In order to achieve the objectives of sanctions regulations, cooperation among regulatory bodies, supervisory authorities, financial institutions, individuals and companies is crucially important. Each of these players has a responsibility of their own.

Regulatory bodies

The United Nations, the European Union and the relevant Dutch ministries are responsible for recognising the need for sanctions regulations as well as formulating them. The Dutch ministries also act as the competent authorities that may in individual cases grant dispensation from restrictions related to sanctions regulations.

Financial institutions

Under the Regulation on Supervision pursuant to the Sanctions Act 1977 (Regeling Toezicht Sanctiewet 1977), financial institutions must take measures regarding their internal control structure to ensure compliance with sanctions legislation. Financial institutions must themselves closely monitor developments in sanctions regulations in order to respond quickly and appropriately.
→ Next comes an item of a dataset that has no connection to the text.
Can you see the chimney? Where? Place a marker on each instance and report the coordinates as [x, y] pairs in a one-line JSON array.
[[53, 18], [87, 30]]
Following the introduction of new or amended sanctions regulations, financial institutions must determine whether their relations include individuals, companies or entities that are covered by these regulations. If this is the case, they must take appropriate measures, which depend on the sanctions regulation's stipulations and the nature of the services that they provide. Such measures could include freezing money held in bank accounts or blocking insurance or pension policies. In addition, financial institutions must report these to the supervisor without delay of any measures they have taken,using the prescribed reporting form.

DNB and the AFM

Where financial transactions are concerned, DNB and the AFM are charged with supervising compliance with the Sanctions Act 1977 and, hence, with sanctions regulations. On 1 October 2005, DNB and the AFM jointly issued the Regulation on Supervision pursuant to the Sanctions Act 1977 (Regeling Toezicht Sanctiewet 1977)

As part of their supervisory duties, the AFM and DNB assess the effectiveness of the procedures and measures in place at the institutions aimed at compliance with sanctions regulations. In case of non-compliance, the supervisors may impose a cease and desist order or an administrative fine.

In addition, DNB and AFM assess the reports received from financial institutions for completeness. DNB and the AFM forward these reports to the Ministry of Finance. The restrictions imposed by the sanctions regulations apply1.

[1] This page was updated on 29 March 2022 to clarify DNB’s role in the reporting procedure.